У подъезда, выхлестав из берегов бурую лужу, митинговала толпа. В гомоне голосов можно было уловить, что пьяным и дуракам – счастье. На подходе Ивана Ивановича толпа примолкла. Откуда-то из самого центра вывинтился Витька – слесарь и подошел к Ивану Ивановичу вплотную. Доверительно сообщил:
– Дружка вашего на «скорой» увезли.
– Как увезли? Сердце?
– Может, и сердце...
– Вы дверь открывали?
– Зачем открывать. Он сам выпал. С балкона.
– ?!
– Как вы ушли, он все за угол дома заглядывал, ждал, значит. Ну и вывалился. Да прямо на листы. Его, значит, и спружинило. Он на землю скатился. Ну, без памяти, ясно. Врачи говорят, вроде целый.
– Живой?
– Был живой. Только без памяти, говорю, в полной бессознанке увезли.
Иван Иванович побежал со двора, громыхая по рассыпавшемуся кровельному железу.
– Поразительный случай, – определил врач, возвращая Ивану Ивановичу удостоверение Общества кинолюбов. – Из шока мы его вывели. Обследовали:
ни сотрясения, ни царапины. Поразительный случай. Ведь седьмой этаж, не шутки.
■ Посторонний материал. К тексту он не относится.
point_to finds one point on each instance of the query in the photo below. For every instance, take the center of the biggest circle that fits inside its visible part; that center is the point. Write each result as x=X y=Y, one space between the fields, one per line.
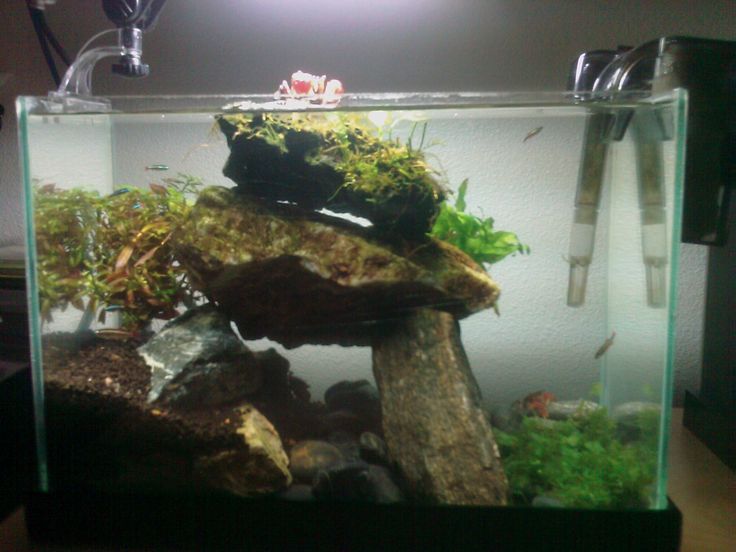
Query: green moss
x=580 y=462
x=350 y=144
x=112 y=251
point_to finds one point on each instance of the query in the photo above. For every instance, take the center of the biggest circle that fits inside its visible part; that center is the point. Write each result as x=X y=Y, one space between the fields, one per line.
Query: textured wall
x=223 y=46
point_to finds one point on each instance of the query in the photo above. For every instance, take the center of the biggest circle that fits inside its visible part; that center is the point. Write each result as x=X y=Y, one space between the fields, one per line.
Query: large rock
x=197 y=360
x=434 y=426
x=298 y=158
x=298 y=277
x=258 y=468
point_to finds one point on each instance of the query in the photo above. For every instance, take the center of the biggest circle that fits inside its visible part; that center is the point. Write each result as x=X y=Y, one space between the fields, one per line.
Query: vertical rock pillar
x=433 y=423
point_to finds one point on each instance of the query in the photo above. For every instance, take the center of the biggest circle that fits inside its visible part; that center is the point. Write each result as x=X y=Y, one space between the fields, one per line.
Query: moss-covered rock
x=333 y=161
x=299 y=277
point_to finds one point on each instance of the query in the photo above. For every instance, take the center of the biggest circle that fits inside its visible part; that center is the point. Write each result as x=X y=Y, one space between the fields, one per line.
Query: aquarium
x=444 y=299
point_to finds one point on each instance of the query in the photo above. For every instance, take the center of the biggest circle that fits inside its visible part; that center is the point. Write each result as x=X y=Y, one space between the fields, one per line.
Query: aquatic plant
x=349 y=143
x=473 y=235
x=113 y=251
x=580 y=462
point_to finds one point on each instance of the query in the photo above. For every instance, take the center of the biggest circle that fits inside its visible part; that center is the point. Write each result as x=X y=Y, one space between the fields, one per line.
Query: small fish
x=606 y=345
x=532 y=133
x=158 y=188
x=535 y=404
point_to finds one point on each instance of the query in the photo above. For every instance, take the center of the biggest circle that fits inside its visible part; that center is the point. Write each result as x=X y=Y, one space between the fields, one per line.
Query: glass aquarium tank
x=440 y=299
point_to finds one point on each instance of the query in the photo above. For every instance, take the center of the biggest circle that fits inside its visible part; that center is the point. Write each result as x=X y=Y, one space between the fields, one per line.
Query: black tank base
x=226 y=523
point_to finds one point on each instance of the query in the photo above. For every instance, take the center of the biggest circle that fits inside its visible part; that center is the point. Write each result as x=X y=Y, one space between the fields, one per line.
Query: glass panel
x=330 y=340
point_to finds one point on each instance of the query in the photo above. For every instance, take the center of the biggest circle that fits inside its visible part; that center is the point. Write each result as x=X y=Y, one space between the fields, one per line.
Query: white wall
x=222 y=46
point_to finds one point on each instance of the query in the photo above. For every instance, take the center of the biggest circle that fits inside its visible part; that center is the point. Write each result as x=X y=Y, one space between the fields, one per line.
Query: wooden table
x=701 y=485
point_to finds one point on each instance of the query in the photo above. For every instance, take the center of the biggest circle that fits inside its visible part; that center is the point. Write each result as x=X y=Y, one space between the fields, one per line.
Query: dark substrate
x=103 y=434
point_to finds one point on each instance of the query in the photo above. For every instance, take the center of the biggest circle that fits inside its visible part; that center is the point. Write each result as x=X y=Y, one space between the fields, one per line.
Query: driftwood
x=433 y=423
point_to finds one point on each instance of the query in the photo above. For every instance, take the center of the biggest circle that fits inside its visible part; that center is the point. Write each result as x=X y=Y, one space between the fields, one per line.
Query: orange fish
x=536 y=403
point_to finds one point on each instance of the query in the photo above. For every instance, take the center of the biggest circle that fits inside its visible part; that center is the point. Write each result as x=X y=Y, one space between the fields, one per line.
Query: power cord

В сущности, можно его сейчас же выписывать. Но мы денька три подержим для профилактики. Просто поразительный случай.
– Можно его сейчас навестить?
– Пожалуйста. Только мы его изолировали, а то вся больница рвется на него поглядеть.
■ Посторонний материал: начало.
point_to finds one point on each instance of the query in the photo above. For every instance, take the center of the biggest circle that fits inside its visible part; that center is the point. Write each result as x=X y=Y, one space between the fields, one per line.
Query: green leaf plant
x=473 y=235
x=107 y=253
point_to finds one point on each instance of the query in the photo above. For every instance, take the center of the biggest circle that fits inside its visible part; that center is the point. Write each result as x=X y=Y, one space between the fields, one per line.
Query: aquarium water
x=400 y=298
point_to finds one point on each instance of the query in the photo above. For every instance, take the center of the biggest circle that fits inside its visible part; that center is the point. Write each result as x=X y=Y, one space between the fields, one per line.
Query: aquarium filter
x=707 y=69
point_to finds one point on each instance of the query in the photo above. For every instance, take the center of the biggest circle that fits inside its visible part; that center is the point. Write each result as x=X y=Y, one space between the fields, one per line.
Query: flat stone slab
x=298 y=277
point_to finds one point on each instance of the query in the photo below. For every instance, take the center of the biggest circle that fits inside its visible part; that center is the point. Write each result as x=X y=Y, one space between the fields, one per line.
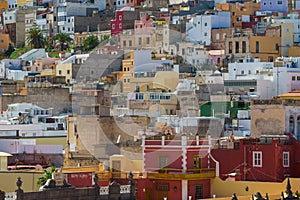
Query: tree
x=35 y=38
x=47 y=175
x=90 y=42
x=49 y=43
x=63 y=39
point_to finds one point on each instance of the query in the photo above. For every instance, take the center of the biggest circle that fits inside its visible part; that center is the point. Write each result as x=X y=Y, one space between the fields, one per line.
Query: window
x=292 y=124
x=257 y=159
x=230 y=47
x=224 y=36
x=237 y=47
x=244 y=47
x=286 y=159
x=257 y=47
x=198 y=192
x=163 y=161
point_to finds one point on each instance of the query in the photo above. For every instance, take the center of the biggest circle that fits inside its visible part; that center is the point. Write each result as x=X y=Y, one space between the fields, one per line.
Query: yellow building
x=128 y=72
x=265 y=47
x=144 y=81
x=64 y=70
x=4 y=42
x=294 y=51
x=121 y=166
x=162 y=81
x=22 y=3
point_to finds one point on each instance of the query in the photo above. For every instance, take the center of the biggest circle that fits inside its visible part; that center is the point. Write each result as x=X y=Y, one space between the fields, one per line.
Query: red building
x=144 y=26
x=268 y=158
x=175 y=167
x=253 y=21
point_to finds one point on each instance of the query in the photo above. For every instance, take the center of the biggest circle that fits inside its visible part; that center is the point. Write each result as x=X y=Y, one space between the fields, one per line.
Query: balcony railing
x=162 y=173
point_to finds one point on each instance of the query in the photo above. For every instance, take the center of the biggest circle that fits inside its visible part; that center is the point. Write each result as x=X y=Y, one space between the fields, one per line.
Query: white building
x=67 y=26
x=292 y=18
x=272 y=79
x=198 y=29
x=120 y=4
x=9 y=16
x=18 y=75
x=12 y=4
x=192 y=53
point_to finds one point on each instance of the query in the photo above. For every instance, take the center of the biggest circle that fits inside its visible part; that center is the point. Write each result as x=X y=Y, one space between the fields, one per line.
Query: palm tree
x=90 y=42
x=47 y=175
x=63 y=39
x=35 y=37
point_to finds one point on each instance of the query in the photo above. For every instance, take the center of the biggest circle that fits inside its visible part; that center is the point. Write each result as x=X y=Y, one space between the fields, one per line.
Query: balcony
x=179 y=174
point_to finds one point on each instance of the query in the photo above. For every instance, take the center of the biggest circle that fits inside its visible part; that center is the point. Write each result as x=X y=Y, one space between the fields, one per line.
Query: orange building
x=3 y=6
x=265 y=47
x=238 y=10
Иван Иванович прошел за белой докторской спиной по сложному лабиринту лестниц и коридоров и оказался перед дверью с закрашенными белой краской стеклянными филенками.
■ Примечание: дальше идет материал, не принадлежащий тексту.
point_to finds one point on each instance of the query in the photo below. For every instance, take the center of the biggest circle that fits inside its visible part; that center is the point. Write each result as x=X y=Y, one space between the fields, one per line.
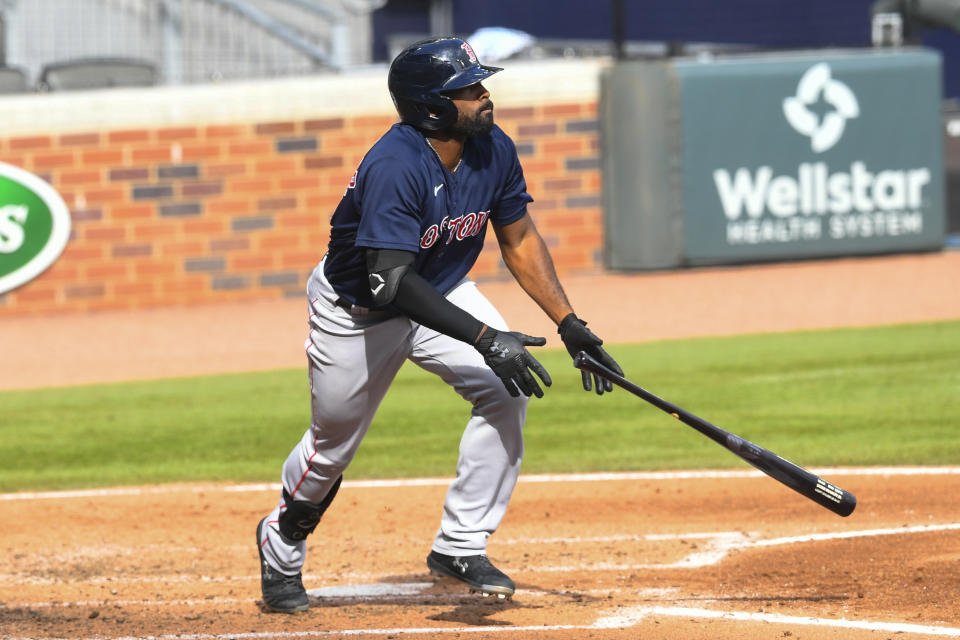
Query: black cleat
x=477 y=571
x=281 y=593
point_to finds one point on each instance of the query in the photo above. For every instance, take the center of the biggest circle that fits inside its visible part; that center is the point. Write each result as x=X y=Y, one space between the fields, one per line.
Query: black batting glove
x=576 y=338
x=505 y=352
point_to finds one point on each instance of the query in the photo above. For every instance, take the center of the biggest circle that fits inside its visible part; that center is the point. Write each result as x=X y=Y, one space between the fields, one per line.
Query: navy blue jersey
x=403 y=197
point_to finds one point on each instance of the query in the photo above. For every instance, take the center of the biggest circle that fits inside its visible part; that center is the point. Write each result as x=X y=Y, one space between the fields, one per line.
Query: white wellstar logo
x=821 y=200
x=824 y=132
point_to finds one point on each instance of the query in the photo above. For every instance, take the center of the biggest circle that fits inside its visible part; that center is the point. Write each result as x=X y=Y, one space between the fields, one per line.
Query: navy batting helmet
x=421 y=73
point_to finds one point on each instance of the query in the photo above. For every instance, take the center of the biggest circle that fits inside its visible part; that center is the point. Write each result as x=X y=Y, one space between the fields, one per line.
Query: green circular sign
x=34 y=226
Врач сунул руку в карман халата, потом хлопнул себя по груди, потом – по лбу.
– Черт. Извините. Ключ забыл. Обождите здесь, – и исчез.
Иван Иванович остался один.
– Филимон, – тихонько позвал Иван Иванович и припал ухом к дверной щели.
– Принес? – неожиданно громко спросил Филькин голос прямо в ухо.
Иван Иванович схватился за сердце и через синтетику плаща ощутил тяжелую твердость бутылки.
–Я... Да...
– А трубочку не забыл?
Иван Иванович, не размышляя, сунул в карман плаща руку и извлек несколько помятую коктейльную трубочку.
– Со мной.
– Давай, Ванька!
Зажав в потном кулаке сорванную шапочку пробки и прикрывая полами плаща бутылку, из горлышка которой в скважину замка уходила трубочка, Иван Иванович ждал: появления врача, и его поддерживала только слабая надежда на то, что, может быть, он сейчас спасает талантливого человека.